И здесь снова многие не поняли правильности и церковности решения, соблазнились внешней «гарантией» каноничности в простом и безоговорочном подчинении несвободной Патриархии. Этим они зачеркнули и предали тридцать лет трудного церковного подвига, общего церковного дела — в единой заботе и ответственности за Церковь, в «свободе чад Божиих». Они не поняли, что подлинная верность Русской Церкви заключается не в слепом подчинении, а в верности ее вечным заветам, тому пути, который ею же самой был завещан Американской епархии, что Православная Церковь всей своей историей отвергает слепое подчинение и от каждого своего члена требует усилия совести, «испытания духов, от Бога ли они» (1 Ин. 4:1), единства не авторитета и власти, а истины и любви.
Поэтому единственно возможным, единственным церковным и каноническим путем Церкви в Америке является путь церковной автономии, ибо он отвечает и внутренней правде церковной, и положению и нуждам Православия в Америке. «Исторический рост северо-американского православного самосознания прошел через мучительные стремления наладить отношения с церковной Москвой и вылился в сознательную формулировку у нас чувства необходимости своей административной самостоятельности. Возврата к прошлому нет» (речь митрополита Леонтия на открытии VIII Всеамериканского cобора 1950 г.).
Путь Американской Митрополии православен и каноничен потому, что это есть путь роста в полноту Церкви. На этом пути Кливлендский cобор, а за ним Нью-Йоркский в 1950 г. означают новый этап, новое продвижение. Американская Митрополия окончательно осознала себя как органическое церковное целое, которое нельзя уже просто принести в жертву ни Москве, ни русской эмиграции. Ее призвание — строить Церковь здесь, ее забота — о душах миллионов американцев, ею крещенных, ею спасаемых. И это призвание, эта забота — не суть ли подлинный завет Русской Церкви, завет св.

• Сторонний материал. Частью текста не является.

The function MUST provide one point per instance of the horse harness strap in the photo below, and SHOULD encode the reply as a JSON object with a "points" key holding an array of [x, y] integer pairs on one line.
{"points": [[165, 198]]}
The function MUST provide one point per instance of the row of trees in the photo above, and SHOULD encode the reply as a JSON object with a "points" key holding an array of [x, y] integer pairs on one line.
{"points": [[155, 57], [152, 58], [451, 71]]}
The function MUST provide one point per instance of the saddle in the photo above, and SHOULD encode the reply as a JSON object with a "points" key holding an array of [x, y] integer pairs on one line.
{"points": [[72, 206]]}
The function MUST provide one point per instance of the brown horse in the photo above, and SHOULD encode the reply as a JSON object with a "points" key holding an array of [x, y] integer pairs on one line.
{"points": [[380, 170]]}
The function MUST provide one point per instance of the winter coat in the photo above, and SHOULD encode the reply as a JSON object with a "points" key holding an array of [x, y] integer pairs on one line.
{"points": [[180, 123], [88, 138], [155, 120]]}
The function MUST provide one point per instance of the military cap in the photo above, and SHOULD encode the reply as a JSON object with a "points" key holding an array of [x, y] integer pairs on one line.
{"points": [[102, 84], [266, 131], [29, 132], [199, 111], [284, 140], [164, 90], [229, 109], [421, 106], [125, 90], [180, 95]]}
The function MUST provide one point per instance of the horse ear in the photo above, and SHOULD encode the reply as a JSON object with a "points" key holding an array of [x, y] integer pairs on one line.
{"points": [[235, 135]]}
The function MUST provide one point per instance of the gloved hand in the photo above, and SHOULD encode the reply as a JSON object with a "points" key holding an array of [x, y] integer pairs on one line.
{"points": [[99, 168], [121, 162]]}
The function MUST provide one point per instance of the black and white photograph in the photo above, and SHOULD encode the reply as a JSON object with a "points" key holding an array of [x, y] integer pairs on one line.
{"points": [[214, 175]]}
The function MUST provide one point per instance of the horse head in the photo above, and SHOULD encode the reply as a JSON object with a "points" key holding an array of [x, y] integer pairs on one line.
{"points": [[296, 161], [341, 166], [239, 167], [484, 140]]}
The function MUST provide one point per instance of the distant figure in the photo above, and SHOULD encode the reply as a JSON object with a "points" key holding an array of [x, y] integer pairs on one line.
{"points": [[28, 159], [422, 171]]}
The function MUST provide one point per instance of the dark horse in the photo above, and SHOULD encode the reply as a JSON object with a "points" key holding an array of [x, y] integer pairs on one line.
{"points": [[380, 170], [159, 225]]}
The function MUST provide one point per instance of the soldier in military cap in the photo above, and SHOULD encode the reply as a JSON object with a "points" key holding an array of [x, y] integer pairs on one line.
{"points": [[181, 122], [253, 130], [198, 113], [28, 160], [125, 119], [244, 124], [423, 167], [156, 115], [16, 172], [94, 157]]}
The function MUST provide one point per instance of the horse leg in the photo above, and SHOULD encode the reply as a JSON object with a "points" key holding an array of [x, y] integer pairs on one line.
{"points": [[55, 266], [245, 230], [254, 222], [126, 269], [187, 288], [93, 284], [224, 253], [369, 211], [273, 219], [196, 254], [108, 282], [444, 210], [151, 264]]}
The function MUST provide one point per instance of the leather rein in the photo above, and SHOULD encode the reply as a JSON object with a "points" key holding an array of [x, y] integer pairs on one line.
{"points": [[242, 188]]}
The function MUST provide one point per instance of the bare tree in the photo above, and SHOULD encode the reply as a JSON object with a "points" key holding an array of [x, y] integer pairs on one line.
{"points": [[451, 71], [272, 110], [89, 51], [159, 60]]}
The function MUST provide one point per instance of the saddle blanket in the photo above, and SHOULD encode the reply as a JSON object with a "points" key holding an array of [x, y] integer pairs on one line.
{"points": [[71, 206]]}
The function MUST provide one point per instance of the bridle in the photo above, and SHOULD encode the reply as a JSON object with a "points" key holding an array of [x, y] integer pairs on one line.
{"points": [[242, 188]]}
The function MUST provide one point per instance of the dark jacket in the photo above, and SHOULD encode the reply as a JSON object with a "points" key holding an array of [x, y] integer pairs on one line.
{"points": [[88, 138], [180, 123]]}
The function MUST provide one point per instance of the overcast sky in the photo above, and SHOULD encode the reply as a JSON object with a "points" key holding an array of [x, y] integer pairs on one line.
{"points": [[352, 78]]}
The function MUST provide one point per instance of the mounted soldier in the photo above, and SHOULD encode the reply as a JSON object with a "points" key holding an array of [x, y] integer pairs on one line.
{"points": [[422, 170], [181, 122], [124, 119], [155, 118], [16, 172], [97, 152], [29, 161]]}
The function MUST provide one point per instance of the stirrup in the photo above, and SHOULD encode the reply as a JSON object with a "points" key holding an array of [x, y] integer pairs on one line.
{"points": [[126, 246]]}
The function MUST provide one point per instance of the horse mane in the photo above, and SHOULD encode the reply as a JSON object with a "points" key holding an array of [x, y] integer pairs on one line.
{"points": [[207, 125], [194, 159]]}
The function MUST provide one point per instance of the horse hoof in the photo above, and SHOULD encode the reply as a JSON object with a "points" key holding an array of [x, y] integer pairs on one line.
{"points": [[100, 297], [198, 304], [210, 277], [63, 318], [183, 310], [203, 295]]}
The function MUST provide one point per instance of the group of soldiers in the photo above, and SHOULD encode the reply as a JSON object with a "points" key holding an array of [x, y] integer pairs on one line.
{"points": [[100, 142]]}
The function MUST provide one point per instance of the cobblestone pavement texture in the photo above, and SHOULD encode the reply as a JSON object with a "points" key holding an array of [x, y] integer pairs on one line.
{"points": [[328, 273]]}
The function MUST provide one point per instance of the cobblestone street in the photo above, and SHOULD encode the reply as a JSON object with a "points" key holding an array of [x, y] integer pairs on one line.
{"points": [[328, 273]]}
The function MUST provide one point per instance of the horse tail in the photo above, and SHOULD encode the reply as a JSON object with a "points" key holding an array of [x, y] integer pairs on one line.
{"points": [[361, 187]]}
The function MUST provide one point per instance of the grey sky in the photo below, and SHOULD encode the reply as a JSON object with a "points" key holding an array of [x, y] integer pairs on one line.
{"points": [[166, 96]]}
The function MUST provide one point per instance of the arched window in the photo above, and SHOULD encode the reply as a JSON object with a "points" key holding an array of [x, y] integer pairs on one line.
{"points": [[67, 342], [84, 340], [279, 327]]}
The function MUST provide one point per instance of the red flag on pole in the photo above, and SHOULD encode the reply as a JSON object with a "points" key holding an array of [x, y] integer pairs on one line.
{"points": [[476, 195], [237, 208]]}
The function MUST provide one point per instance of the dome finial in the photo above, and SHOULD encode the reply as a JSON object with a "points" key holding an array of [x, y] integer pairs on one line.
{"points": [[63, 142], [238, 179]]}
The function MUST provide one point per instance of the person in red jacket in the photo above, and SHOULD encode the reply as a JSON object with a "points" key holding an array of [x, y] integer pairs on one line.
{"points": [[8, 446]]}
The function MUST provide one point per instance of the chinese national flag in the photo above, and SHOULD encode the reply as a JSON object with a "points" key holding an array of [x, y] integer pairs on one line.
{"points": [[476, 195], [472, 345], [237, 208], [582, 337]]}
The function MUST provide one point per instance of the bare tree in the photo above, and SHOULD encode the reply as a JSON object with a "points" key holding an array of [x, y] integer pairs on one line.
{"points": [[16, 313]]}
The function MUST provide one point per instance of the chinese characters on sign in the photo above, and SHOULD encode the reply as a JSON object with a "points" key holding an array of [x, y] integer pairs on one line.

Иннокентия Иркутского и Патриарха-мученика? Новое поколение вступает в Церковь, готовится на себя принять ту ответственность за нее, которую когда-то осознали их отцы, учители и пастыри. В этом преемстве поколений, в неразрывности традиций священные и родные заветы Русской Церкви становятся одним из питательных источников американского Православия. Впереди еще много трудностей, в настоящем — много немощей. Но путь Церкви всегда труден, ибо он от каждого требует расширения своего сознания до размеров Вселенского Предания. Сила Божия в немощи совершается (2 Кор. 12:9). И от нас требуется лишь одно — чтобы в непрестанной самопроверке и самоочищении мы стали достойны призвания Божьего.
[1] Телеграмма архиепископа Евдокима из Москвы от 31 августа 1917 г.
Первая публикация: Русско-Американский Православный Вестник. Июнь, июль и август 1953 г.
Публикация на сайте по изданию: Шмеман А., прот. Собрание статей 1947-1983. М.: Русский путь, 2009. Перепечатка с разрешения издателя.